This past Friday, I began my day anxiously anticipating the visit to Choices, a women’s health clinic that also offers abortion services in New York City. After reviewing the Choices website and reading up on the type of services the clinic offers, it made me happy to hear that someone out there was providing women the freedom to choose.
However, the excitement I felt about visiting Choices began to subside as I considered the words I had read two nights prior in Loretta Ross’s chapter “Color of Violence” from her book White Supremacy and Reproductive Justice. I began to consider how in the past, the freedom to choose was not always available to white women nor women of color. While white women were discouraged from having abortions, women of color were subjected to forced contraception and sterilization all in the name of white supremacy.
The awful history that hides behind the shadows of the plight for reproductive justice still lingers to this day. All women are caught in a constant battle against short sighted politicians who don’t seem to take their humanity into account.These politicians deprive them of reproductive education and then expect them to “know better” when they face an unexpected pregnancy. But not surprisingly, those who catch themselves at a double bind tend to be women of color and women in poverty. Because they can’t travel long distances to an abortion clinic or even afford an abortion in the first place, they are more likely to subject themselves to dangerous methods that put their lives at risk.
As we continue to fight the battle for reproductive justice, we must consider the negative effects the lack of choice produces.
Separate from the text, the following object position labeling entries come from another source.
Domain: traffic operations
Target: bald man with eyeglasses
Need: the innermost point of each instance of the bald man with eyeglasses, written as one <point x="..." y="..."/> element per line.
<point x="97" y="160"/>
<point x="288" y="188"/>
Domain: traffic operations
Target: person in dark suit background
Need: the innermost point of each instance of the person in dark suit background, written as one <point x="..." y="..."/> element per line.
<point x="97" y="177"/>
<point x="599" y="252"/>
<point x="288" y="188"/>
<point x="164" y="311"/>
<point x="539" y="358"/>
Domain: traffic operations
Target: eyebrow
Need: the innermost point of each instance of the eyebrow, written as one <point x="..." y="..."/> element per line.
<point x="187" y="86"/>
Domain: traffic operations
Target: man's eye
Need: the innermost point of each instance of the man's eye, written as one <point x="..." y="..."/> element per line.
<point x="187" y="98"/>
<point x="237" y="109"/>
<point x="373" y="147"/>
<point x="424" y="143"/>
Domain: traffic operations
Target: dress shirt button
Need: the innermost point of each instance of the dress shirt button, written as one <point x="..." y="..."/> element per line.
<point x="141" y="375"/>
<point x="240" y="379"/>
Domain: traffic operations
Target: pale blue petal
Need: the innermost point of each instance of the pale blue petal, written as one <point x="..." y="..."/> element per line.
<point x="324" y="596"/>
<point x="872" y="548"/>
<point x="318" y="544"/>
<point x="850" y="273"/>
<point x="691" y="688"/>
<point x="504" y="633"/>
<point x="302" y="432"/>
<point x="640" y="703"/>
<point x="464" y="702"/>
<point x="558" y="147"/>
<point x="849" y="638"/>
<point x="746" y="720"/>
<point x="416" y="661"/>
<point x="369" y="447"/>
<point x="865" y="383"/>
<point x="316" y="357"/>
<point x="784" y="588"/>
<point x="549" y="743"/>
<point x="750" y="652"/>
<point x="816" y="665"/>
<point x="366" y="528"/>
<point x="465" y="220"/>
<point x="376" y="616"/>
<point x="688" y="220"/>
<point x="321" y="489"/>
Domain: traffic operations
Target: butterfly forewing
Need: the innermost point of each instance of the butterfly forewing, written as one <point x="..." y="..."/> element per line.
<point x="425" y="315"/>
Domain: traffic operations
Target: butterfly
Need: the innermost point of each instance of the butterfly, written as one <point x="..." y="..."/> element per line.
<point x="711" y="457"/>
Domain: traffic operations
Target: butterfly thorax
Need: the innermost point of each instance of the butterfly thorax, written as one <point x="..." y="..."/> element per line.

Being pro-choice does not mean murder, it does not mean carelessness, and it does not mean immorality. To me, being pro-choice means providing women reproductive education and allowing them to take ownership of their own bodies.
I similarly thought about Choices in the context of the readings and thought it was interesting to hear Merle speak and tour the building with the idea of reproductive justice in mind.
Access is a key element to all of what you are describing. Access to health education. Access to contraception. Access to a neighborhood free of violence and sexual assault. Access to healthcare and economic stability / mobility. Access to childcare and after school programs. Access to abortion. Reproductive justice is an all encompassing movement, led by women of color to change the world as we know it.
I’m glad that you raised our history of reproductive coercion and forced sterilization of women of color in the context of a conversation on reproductive justice. I think it is incredibly important to consider how these legacies continue today through structures like mass incarceration–when our nation imprisons large portions of Black and Latinx populations during peak reproductive years, isn’t that a type of reproductive coercion and a contemporary form of eugenics?
But anti-choice individuals often criticize organizations like Choices or Planned Parenthood for working in areas that are densely populated by people of color. Ben Carson claimed that Planned Parenthood is a eugenic organization based on white supremacist population control. When I was escorting last weekend, I was fascinated listening to the anti-choice protestors employ eugenic rhetoric, claiming that Choices was a white organization committing a racial genocide of people of color. I was really frustrated to hear these individuals exploiting an already-violent history to further their political agenda, without acknowledging that both eugenicists and pro-lifers are denying people the same fundamental act: choice.